Labour pains, by Alan Downey

16 Feb 10
ALAN DOWNEY | The starting gun for a public sector recession has been fired. It is now only a matter of time before we are faced with the deepest and most prolonged cuts in public expenditure that anyone can remember.

KPMG and the Chartered Institute of Personnel and Development have just published their quarterly Labour Market Outlook survey of over 700 employers from the private and public sector. It paints a bleak picture. Despite the UK’s emergence from recession, it predicts more redundancies and a substantial fall in employment intentions in the public sector for the next quarter.
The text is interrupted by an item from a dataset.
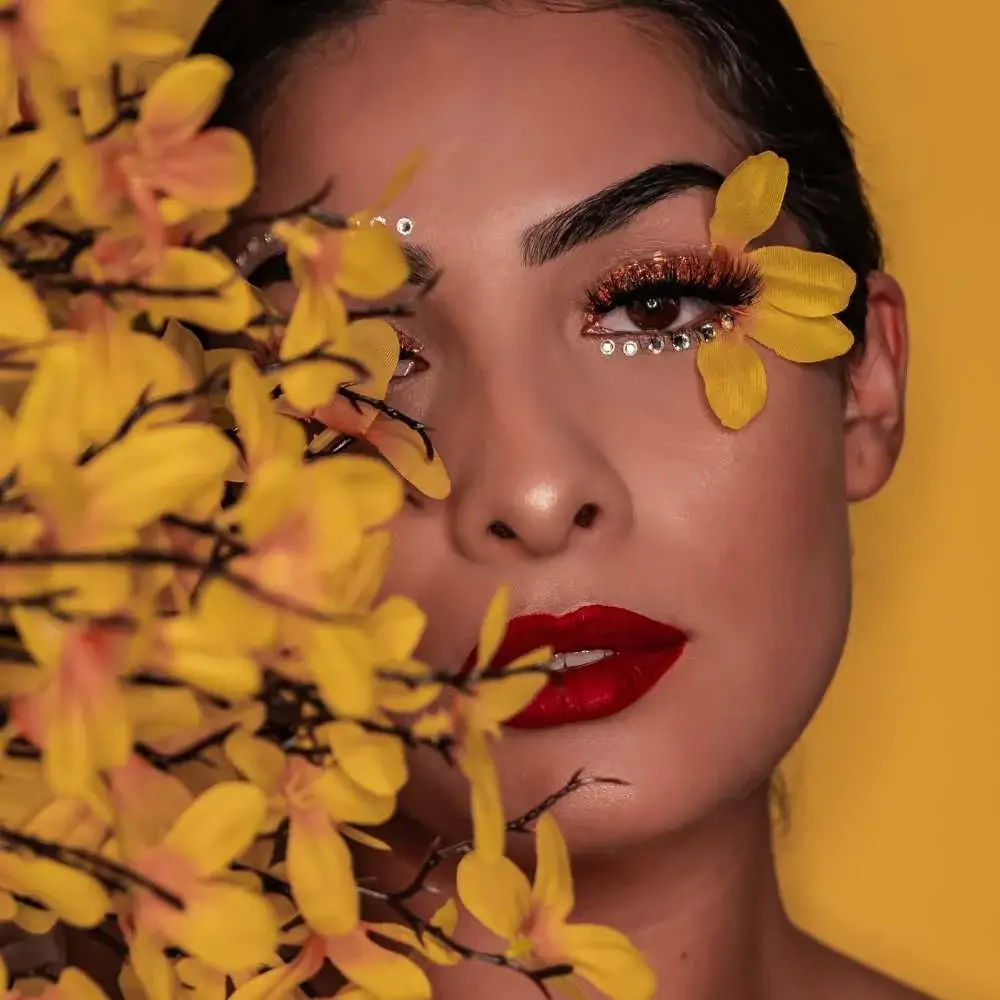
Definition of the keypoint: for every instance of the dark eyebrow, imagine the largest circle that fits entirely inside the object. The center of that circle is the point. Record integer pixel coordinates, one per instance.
(613, 207)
There are signs that some private sector employers are emerging from the recession with intentions to increase staffing levels, but the overall net balance between the percentage of employers expecting to recruit and those expecting to cut staff across all sectors of the economy is still negative (-5%).

What is more important, the findings show that this negative growth is almost wholly down to a bleak quarter ahead for the public sector, where public administration and the defence sector look set to be hit particularly hard.
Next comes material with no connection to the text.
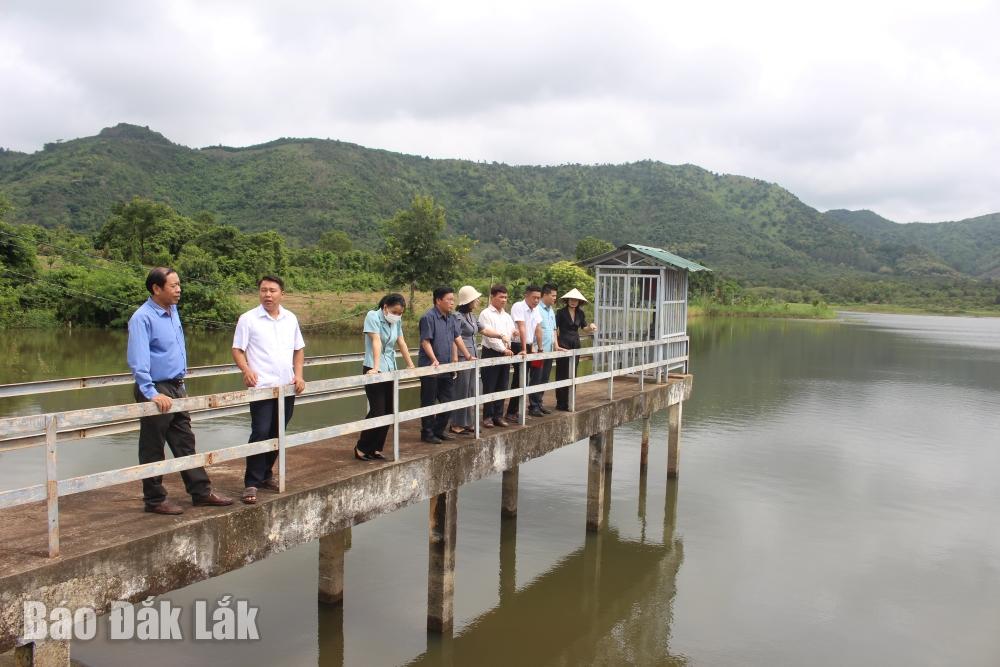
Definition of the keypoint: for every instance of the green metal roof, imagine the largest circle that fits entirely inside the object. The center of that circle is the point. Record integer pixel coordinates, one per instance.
(657, 254)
A public sector fall in employment now is a reality as it feels the impact of the longest recession in modern times.

These figures clearly show that the starting gun for a public sector recession has been fired. It is now only a matter of time before we are faced with the deepest and most prolonged cuts in public expenditure that anyone can remember.
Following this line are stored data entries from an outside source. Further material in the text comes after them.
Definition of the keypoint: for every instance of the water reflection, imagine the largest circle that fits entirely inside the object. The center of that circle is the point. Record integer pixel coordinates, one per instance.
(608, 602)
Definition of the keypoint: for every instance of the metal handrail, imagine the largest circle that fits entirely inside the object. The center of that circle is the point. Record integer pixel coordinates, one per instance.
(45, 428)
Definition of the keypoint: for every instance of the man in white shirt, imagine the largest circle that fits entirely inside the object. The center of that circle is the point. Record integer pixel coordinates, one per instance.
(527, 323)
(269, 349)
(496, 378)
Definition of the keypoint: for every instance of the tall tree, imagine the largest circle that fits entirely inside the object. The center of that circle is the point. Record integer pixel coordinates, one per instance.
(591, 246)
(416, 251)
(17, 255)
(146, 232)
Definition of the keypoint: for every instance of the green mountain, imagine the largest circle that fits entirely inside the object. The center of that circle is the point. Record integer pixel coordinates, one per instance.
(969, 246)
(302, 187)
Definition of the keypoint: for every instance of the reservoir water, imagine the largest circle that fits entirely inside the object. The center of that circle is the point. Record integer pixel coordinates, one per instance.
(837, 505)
In fact, many public sector bodies have already started to feel the pain and are drawing up clear and radical plans to reduce costs. By definition that means identifying those services that are of lower priority and must be scaled back or terminated altogether.

Reducing the pay bill, whether through a pay freeze or headcount reductions, or both, is an obvious way to cut costs quickly. Other options that need to be seriously addressed include: consolidating operations to improve efficiency and release property and other assets for disposal; and reconfiguring service delivery in order to reduce costs while maintaining quality.

Some of this can be achieved quickly, but many of the changes that are needed will require careful planning.  Plans need to be made now, so that the public sector is ready to respond immediately, whenever the incoming government decides it is time for the axe to fall.